So why do women support the notion that it is better to be male? Is it from an informed position – women endure more hardships/discriminations and so do not wish that to be experienced by another? Probably not. I think the answer (and in turn the change) lies in our underlying practical concerns. Many South Asian women think of the dowry that will need to be paid in 20-30 years’ time as the ‘wedding gift’ that accompanies a bride. A perfect reason to stop the dowry nonsense and extravagant weddings – these costs should now be split equally.

Furthermore, many South Asian women sneer at the thought of raising a child only for them to leave the family and take on another name. In this day and age that is out-dated thinking and the mark of a society that has not been able to see how the World really is. If they still think that a male is likely to be a better earner and look after them in old age, they should take a look around at the number of female graduates and children who take equal care of their parents in retirement.

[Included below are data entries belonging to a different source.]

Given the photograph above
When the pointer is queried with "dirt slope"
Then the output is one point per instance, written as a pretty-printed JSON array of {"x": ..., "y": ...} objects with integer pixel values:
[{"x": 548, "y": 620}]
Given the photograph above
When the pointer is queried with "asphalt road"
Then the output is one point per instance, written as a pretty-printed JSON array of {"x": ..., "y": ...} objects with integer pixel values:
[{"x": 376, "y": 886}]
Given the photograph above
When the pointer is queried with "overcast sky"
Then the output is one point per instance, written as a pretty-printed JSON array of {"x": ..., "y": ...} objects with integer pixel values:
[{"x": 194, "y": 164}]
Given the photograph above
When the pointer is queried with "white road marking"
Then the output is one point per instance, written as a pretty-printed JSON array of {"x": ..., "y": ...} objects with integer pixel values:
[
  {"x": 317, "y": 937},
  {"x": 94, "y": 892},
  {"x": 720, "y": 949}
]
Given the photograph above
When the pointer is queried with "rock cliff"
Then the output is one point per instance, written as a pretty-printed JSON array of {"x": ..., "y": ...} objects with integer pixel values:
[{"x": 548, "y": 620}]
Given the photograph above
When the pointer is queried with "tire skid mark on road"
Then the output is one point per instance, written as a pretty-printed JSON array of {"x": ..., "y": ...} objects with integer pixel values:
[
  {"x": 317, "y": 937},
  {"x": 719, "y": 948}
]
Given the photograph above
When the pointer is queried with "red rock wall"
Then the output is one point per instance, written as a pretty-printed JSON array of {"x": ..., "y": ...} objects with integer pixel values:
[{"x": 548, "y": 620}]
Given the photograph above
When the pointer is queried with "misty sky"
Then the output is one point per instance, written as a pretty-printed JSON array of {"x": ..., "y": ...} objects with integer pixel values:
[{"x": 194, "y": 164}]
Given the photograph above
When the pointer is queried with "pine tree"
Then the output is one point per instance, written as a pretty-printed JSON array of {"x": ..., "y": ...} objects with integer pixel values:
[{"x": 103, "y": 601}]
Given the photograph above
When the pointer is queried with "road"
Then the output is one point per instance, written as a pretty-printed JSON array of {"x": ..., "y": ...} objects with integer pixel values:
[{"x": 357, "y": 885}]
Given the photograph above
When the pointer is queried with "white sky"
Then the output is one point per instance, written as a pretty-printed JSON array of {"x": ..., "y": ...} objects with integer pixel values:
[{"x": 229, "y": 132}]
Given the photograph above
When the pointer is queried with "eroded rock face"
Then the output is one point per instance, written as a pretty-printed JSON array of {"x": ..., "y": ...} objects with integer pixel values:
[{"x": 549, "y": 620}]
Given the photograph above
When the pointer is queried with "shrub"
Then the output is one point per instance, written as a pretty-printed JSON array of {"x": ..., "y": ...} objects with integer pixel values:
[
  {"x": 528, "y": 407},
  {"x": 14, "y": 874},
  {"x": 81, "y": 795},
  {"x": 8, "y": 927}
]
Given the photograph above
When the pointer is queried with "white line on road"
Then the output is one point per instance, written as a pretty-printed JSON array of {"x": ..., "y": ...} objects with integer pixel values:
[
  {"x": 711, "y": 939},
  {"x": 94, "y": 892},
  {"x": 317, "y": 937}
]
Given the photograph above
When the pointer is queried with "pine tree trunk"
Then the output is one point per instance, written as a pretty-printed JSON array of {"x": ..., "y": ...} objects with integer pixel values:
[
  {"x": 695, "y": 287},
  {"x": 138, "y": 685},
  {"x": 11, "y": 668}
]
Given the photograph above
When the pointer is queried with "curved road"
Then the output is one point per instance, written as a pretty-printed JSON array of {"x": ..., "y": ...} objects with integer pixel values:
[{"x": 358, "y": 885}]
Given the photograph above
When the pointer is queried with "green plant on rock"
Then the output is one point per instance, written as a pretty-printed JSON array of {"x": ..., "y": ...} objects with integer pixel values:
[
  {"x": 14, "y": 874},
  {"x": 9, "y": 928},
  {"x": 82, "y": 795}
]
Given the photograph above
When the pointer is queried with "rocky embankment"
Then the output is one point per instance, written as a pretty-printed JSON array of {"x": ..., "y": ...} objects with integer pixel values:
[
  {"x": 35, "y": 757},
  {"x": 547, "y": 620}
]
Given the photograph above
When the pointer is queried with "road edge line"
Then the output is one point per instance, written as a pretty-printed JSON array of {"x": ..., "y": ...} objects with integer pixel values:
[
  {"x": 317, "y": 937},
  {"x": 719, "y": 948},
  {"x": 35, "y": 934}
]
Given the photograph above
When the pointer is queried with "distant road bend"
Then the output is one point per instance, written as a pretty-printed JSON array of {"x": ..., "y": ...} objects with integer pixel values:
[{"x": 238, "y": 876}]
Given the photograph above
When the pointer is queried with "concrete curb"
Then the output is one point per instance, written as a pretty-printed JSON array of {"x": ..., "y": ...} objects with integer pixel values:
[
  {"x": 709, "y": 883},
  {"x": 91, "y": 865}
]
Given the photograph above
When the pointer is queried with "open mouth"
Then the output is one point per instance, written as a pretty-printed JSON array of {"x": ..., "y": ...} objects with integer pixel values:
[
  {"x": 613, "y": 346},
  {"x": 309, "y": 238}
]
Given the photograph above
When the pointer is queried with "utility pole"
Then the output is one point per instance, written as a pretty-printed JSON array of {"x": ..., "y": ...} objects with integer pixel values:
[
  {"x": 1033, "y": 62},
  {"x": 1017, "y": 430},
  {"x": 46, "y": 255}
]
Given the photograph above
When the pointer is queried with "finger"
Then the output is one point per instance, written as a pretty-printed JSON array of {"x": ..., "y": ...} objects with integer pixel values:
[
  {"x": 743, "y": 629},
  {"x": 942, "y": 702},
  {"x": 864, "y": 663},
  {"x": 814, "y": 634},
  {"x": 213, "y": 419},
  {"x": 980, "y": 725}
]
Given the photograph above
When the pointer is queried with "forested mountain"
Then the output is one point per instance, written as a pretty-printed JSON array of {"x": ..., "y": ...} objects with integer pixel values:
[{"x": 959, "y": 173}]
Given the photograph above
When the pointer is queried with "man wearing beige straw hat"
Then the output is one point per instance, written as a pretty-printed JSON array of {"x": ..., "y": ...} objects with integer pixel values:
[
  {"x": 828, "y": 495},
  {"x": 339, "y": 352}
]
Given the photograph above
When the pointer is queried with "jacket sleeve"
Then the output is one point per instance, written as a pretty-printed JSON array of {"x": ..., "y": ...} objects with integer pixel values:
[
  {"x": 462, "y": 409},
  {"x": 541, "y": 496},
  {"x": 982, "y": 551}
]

Most worryingly I think many South Asians still worry about the potential ‘shame’ that a daughter could bring on the family. It is a wonder that these same people don’t seem to care so much about their sons who bring shame on the family.

I would like to hope that attitudes are beginning to change, respecting that a female’s role is far more than that of a domestic nature or associated with financial overhangs. I struggle to think of a genuine reason not to celebrate my gender; I am proud to be a woman, I am proud of the things I have achieved and I want every woman to feel the same and nurture it in our daughters to come. Whatever the justification that is still being used to keep our fellow women down, I suggest we say them aloud amongst one another and then think of ways to remedy our concerns. We can teach our children to become independent and well-balanced adults, both male and female. We can change the attitudes that make women our own worst enemies.